One key indicator of the economy’s health that economists and financial market observers look at is the yield curve. In particular, they look at the spread between the yield on 2-year Treasury bonds and 10-year Treasury bonds. As the difference between the yield on those two maturities narrows, the yield curve is said to be flattening. And in some cases the yield on the 2-year bond exceeds that of the 10-year bond, in which case the yield curve is said to be inverted.
That happens because investors judge that economic conditions in the long term will deteriorate. Traditionally that inverted yield curve has been a leading indicator of a coming recession. It isn’t a cause of the recession, obviously, but an indicator that investors are getting wary, and for good reason. And right now the yield curve is flattening significantly and threatening to invert.

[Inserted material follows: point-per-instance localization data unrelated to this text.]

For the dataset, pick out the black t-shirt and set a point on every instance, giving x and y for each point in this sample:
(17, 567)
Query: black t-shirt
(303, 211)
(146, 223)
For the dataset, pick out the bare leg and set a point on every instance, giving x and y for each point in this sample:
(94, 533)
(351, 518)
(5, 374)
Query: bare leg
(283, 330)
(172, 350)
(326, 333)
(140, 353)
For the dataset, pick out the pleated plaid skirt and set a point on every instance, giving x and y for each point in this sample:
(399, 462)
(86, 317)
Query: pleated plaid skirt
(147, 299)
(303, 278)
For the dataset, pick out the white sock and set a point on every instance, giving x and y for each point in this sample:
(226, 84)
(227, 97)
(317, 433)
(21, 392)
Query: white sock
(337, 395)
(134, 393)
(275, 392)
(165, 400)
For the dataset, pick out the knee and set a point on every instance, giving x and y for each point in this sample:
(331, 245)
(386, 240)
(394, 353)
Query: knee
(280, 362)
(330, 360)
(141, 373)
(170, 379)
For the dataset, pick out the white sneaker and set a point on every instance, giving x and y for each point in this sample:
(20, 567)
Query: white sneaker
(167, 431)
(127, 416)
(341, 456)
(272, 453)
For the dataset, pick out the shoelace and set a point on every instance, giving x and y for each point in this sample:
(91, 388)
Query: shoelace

Right now the difference in yield between 2-year and 10-year Treasuries is a mere 24 basis points. At the beginning of July it was 30 basis points. At this rate the yield curve will likely invert in the next couple of months, indicating that there’s a high likelihood of recession within the next year or two.
Of course, those of us who understand and follow monetary policy have been warning of this for a while. The business cycle isn’t endemic to the free market, nor is it an automatic cyclical process that can be predicted with any degree of accuracy. It is the result of government monetary manipulation.
We know that the Federal Reserve pumped trillions of dollars worth of new money into the financial system, and we know that that money has resulted in a stock market and asset bubble. We know that that bubble will burst once the Fed slows down the pace of its money creation, which is what we’re starting to see happen.
The inverted yield curve will merely be the icing on the cake, the nail in the coffin that confirms for mainstream observers that a recession is on the way. But many investors have known that for a while.
They saw the rate at which stock markets continued to make huge gains month after month from early 2016 to early 2018. They knew that easy money was the reason behind those gains and that those gains couldn’t continue indefinitely. And even if they didn’t transition away from stocks right at the peak of the market, the actions of markets over the past few months has certainly provided them with ample warning of the coming correction.
Savvy investors have already started to position themselves for the coming downturn, getting out of stocks and bonds and putting their money into gold, silver, and other alternative assets. The warning signs are there for those who choose to see them, and who want to protect their retirement assets from losing value when the markets finally correct.